VedeTT rince en profondeur

Le groupe dark-pop d'Angers a composé la parfaite bande-son de ce foutu mois de janvier 2016.

Mes amis, en ces temps troubles et incertains, je vous invite à ne surtout pas « positiver », ni « reprendre le cours d'une vie normale », et encore moins à « redoubler d'esprit festif ». La vie est une suite de contrariétés qui finit dans la mort et l'oubli, alors calmez un peu vos ardeurs. Enfermez-vous chez vous, fermez vos fenêtres, ne répondez à personne : enfoncez-vous en vous-mêmes, dans un effort inhumain pour prendre conscience de la vanité de toute chose. Si vous n'y parvenez pas tout seuls, souvenez-vous que la musique est le plus sûr moyen d'atteindre la tristesse quand on n'est pas encore triste, et de l'intensifier quand on l'est déjà. Aujourd'hui par exemple, vous pourrez par exemple écouter deux ou trois fois de suite l'album de VedeTT, qui est non seulement très bien dans le genre cold-pop, mais également votre meilleure chance de goûter au spleen absolu en un minimum de temps.

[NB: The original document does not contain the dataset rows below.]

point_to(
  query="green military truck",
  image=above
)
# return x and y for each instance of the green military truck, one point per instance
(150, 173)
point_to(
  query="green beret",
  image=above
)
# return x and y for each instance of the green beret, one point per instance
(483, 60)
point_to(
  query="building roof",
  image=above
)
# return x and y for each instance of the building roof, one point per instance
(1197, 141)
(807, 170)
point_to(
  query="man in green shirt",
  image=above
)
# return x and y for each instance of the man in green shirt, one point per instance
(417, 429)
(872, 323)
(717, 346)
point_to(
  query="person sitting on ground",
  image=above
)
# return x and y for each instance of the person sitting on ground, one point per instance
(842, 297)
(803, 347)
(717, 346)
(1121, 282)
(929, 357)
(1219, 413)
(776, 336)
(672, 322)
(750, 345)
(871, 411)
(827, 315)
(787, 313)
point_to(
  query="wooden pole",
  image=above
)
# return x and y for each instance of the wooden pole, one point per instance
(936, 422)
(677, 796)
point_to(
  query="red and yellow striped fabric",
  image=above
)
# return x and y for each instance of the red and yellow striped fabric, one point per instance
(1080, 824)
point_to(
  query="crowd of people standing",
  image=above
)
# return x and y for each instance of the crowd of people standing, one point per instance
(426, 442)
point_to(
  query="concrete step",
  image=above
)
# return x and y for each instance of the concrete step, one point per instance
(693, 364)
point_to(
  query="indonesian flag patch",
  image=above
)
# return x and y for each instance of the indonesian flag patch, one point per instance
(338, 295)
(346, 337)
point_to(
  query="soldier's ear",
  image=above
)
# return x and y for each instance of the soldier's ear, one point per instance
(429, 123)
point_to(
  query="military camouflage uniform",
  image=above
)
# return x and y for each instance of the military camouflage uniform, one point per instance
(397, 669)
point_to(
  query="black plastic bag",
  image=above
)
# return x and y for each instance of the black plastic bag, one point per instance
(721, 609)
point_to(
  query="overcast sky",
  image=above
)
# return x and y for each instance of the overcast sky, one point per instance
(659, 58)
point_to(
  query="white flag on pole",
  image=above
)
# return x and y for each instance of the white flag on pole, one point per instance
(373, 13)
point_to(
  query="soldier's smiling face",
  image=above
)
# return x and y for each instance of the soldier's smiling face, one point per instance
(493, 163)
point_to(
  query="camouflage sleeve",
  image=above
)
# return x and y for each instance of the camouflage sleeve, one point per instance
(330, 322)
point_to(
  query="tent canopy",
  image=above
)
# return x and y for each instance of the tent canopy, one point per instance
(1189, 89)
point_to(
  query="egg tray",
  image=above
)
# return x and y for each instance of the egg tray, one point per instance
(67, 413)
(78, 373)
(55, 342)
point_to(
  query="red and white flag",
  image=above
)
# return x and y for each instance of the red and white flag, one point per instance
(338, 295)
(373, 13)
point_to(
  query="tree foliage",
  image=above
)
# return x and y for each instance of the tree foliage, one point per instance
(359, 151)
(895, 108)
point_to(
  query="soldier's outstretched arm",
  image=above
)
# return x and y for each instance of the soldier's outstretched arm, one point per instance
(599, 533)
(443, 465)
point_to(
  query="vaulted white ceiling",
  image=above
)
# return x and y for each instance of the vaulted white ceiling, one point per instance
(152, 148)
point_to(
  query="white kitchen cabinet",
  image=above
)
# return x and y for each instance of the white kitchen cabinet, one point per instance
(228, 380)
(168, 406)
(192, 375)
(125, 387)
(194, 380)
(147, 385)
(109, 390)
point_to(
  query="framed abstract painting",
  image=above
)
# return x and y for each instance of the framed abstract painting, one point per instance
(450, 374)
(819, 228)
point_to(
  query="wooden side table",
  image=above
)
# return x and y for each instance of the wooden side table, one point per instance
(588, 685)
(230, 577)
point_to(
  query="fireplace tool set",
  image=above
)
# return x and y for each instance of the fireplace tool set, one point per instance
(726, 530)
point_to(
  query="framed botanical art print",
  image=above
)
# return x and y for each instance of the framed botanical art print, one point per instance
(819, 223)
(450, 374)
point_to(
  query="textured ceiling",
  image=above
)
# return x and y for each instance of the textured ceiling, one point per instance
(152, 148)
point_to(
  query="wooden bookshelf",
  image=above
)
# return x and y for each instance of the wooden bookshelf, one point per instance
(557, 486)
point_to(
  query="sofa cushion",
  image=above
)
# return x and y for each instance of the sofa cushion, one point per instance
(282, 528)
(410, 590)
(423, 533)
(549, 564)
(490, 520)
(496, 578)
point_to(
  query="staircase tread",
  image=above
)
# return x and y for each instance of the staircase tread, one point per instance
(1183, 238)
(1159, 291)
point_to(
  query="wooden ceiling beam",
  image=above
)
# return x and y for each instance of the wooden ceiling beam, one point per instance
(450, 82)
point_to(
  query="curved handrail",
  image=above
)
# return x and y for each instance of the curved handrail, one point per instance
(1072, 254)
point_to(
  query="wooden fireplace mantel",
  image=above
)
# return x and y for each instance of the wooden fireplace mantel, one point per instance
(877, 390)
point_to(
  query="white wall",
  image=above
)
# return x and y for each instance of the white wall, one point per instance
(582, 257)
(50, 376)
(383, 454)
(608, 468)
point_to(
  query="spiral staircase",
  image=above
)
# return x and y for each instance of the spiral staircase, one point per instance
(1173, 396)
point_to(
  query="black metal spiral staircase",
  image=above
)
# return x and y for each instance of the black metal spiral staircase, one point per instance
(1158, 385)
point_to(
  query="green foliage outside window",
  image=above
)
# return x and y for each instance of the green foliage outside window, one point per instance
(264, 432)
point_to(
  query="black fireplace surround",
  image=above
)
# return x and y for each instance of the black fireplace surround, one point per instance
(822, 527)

À la tête de ce projet venu d'un désert aride où le cri des hommes n'a plus la force d'atteindre les cieux (oui, je parle bien de la ville d'Angers), un homme : Florent Vincelot, qui a profité de son passage à Paris il y a quelques jours pour me raconter comment il en était venu à composer la parfaite bande-son de ce foutu mois de janvier 2016.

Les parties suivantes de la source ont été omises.